Trente-trois années passées, ces questions posées dans le Discours d’Orientation Politique demeurent d’actualité, autant que les réponses y relatives le sont encore : « l’insurrection du 4 août 1983, la victoire de la Révolution et l’avènement du Conseil National de la Révolution sont incontestablement la consécration et l’aboutissement conséquent des luttes du peuple voltaïque contre la domination et l’exploitation néocoloniales, contre l’assujettissement de notre pays, pour l’indépendance, la liberté, la dignité et le progrès de notre Peuple. En cela, les analyses simplistes et superficielles, cantonnées dans la reproduction des schémas préétablis ne pourront rien à la réalité des faits. »

Nous commémorons cette année le 04 août avec l’ensemble des révolutionnaires, des démocrates et patriotes, ainsi que tous les progressistes d’ici et d’ailleurs sous le signe de vibrants hommages : hommage au Camarade Capitaine Thomas SANKARA, à tous ses compagnons lâchement assassinés, le 15 octobre 1987 ; hommage à toutes les filles et à tous les fils qui ont été arrachés à notre affection au cours de ces longues années de souffrance, d’injustice et de frustration et hommage à tous les martyres de l’insurrection populaire des 30 et 31 octobre 2014 et du coup d’Etat du 15 septembre 2015.

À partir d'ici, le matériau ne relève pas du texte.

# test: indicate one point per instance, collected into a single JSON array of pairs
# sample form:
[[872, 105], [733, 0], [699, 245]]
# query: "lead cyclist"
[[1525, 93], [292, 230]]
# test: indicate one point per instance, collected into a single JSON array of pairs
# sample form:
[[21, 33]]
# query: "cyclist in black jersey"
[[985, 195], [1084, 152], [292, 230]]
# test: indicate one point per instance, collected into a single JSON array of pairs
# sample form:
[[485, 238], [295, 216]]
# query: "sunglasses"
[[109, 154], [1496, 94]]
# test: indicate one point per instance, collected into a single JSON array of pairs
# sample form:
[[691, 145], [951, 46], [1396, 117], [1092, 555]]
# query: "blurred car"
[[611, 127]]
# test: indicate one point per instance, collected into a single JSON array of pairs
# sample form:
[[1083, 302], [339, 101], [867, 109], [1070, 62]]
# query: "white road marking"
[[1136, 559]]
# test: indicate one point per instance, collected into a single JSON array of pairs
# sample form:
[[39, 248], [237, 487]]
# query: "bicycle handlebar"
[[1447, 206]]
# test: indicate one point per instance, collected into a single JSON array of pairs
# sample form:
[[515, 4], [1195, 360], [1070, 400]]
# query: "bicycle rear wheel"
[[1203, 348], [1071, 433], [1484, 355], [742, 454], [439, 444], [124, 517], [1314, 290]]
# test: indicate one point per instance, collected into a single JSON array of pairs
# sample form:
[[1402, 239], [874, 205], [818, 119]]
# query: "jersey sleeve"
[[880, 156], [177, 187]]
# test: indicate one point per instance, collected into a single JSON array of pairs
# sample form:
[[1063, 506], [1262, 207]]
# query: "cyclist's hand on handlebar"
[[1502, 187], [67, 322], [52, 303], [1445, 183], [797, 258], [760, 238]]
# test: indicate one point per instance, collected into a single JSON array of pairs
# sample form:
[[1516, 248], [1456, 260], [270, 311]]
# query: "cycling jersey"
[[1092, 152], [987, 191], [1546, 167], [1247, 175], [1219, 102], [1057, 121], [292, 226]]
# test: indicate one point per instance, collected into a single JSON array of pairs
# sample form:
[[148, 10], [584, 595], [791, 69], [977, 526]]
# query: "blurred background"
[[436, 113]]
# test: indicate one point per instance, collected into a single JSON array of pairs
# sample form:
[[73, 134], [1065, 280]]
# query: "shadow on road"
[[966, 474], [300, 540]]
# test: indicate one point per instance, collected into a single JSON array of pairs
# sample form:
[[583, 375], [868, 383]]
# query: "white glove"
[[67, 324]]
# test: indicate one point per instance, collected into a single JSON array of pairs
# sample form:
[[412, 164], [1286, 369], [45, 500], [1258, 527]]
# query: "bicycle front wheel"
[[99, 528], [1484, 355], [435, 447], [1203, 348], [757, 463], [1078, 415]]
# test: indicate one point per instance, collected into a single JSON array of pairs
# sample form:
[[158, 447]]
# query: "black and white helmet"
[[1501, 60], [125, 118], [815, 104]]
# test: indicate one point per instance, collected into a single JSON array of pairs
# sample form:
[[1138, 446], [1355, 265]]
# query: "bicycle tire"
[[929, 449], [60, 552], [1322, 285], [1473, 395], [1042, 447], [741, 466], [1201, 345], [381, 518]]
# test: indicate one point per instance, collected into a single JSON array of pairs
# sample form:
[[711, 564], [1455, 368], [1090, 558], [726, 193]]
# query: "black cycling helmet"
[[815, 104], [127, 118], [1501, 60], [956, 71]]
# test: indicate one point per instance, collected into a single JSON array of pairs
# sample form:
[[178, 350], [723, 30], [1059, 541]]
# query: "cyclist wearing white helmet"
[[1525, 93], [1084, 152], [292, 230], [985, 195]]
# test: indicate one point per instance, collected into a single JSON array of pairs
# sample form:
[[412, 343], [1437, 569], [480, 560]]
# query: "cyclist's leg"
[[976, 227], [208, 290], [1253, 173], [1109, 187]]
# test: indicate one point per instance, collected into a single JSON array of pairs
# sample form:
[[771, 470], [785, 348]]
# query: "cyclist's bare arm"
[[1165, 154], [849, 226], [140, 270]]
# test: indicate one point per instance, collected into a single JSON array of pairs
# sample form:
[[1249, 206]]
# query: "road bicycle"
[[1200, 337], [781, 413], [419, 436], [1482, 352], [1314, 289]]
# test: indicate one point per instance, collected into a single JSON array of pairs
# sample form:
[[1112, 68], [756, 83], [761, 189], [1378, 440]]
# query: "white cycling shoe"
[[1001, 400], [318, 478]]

 Cette solennelle occasion du 04 août nous donne l’opportunité de rappeler quelques jalons de  nos itinéraires :

Camarades militants, chers compatriotes,

En effet, pour résumer l’histoire tumultueuse de la vie politique du Burkina indépendant, il convient de souligner, qu’en cinquante-six ans d’indépendance, le pays a connu quatre républiques, qui ont vacillé entre succession d’Etats d’exception et espoirs d’une réelle démocratisation de la société ;

  • neuf Chefs d’Etat, dont un seul, Blaise Compaoré a cumulé à lui seul 27 ans de règne ;
  • trois civils, Maurice YAMEOGO, Michel KAFANDO sous la Transition et récemment Roch Marc Christian KABORE ;
  • un président assassiné (Thomas SANKARA) ;
  • un soulèvement et une insurrection populaires (1966 et 2014) ;
  • six coups d’Etat dont le dernier, celui de septembre 2015, reconnu comme le plus bête ;
  • et seulement deux passations de charge entre un président sortant et un président entrant !

Il est difficile de parler du Burkina, sans faire  allusion à deux figures historiques qui auront pesé sur le destin de notre pays et sur celui d’autres nations, de manières totalement différentes. Il s’agit du Camarade Thomas SANKARA d’une part, et de Monsieur Blaise Compaoré d’autre part.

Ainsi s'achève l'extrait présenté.